Question about DDPG loss.backward()

jayjay · November 1, 2023, 5:00pm

In DDPG implementation, I have a quick question about loss.backward()

Following is the loss.update part of DDPG

target_Q = critic_target(next_state, actor_target(next_state))
target_Q = reward + (done * args.gamma * target_Q).detach()
current_Q = critic(state, action)
critic_loss = F.mse_loss(current_Q, target_Q)

critic_optimizer.zero_grad()
critic_loss.backward()
critic_optimizer.step()

actor_loss = -critic(state, actor(state)).mean()

actor_optimizer.zero_grad()
actor_loss.backward()
actor_optimizer.step()

My question is that once critic_loss.backward() is done, gradients(from critic_loss to each leaf variables end) are computed and when actor_loss.backward() is called, these gradients made in critic_loss.backward() may affect gradients values for actor networks (because of actor_loss form(=critic(state, actor(state)))?

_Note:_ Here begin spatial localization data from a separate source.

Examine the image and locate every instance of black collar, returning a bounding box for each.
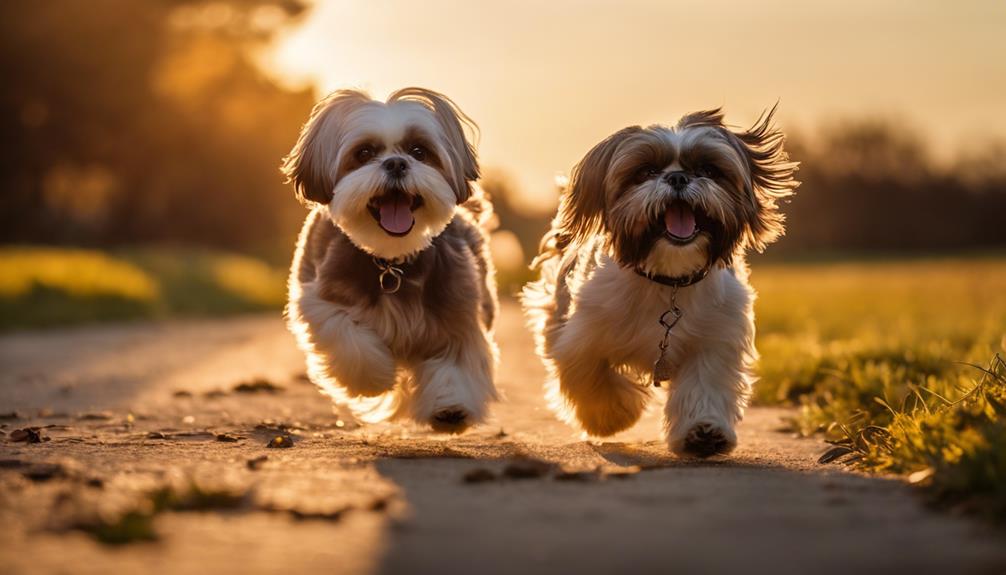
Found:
[633,265,710,288]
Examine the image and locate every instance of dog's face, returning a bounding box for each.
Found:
[283,88,479,260]
[559,108,798,278]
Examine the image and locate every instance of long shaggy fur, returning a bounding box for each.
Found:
[284,88,498,433]
[524,107,798,456]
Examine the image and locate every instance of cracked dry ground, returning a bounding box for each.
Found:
[1,302,1005,575]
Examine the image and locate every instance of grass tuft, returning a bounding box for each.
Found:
[821,355,1006,519]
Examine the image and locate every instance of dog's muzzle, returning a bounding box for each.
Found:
[368,188,423,237]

vmoens · November 1, 2023, 5:27pm

Yeah, in some implementations people just don’t care about that because they will call zero grad on the critic just after (like you do).
But in practice it’s best not to backprop through the critic at all to avoid surprises (eg when copy pasting the code).
If someone is calling zero_grad after the optimizer step (which is generally ok) in this case it will be a problem.
Also, you’re spending time computing gradients that you’re not going to use.

TL;DR: best to exclude your critic when you’re comptuting grads for the actor.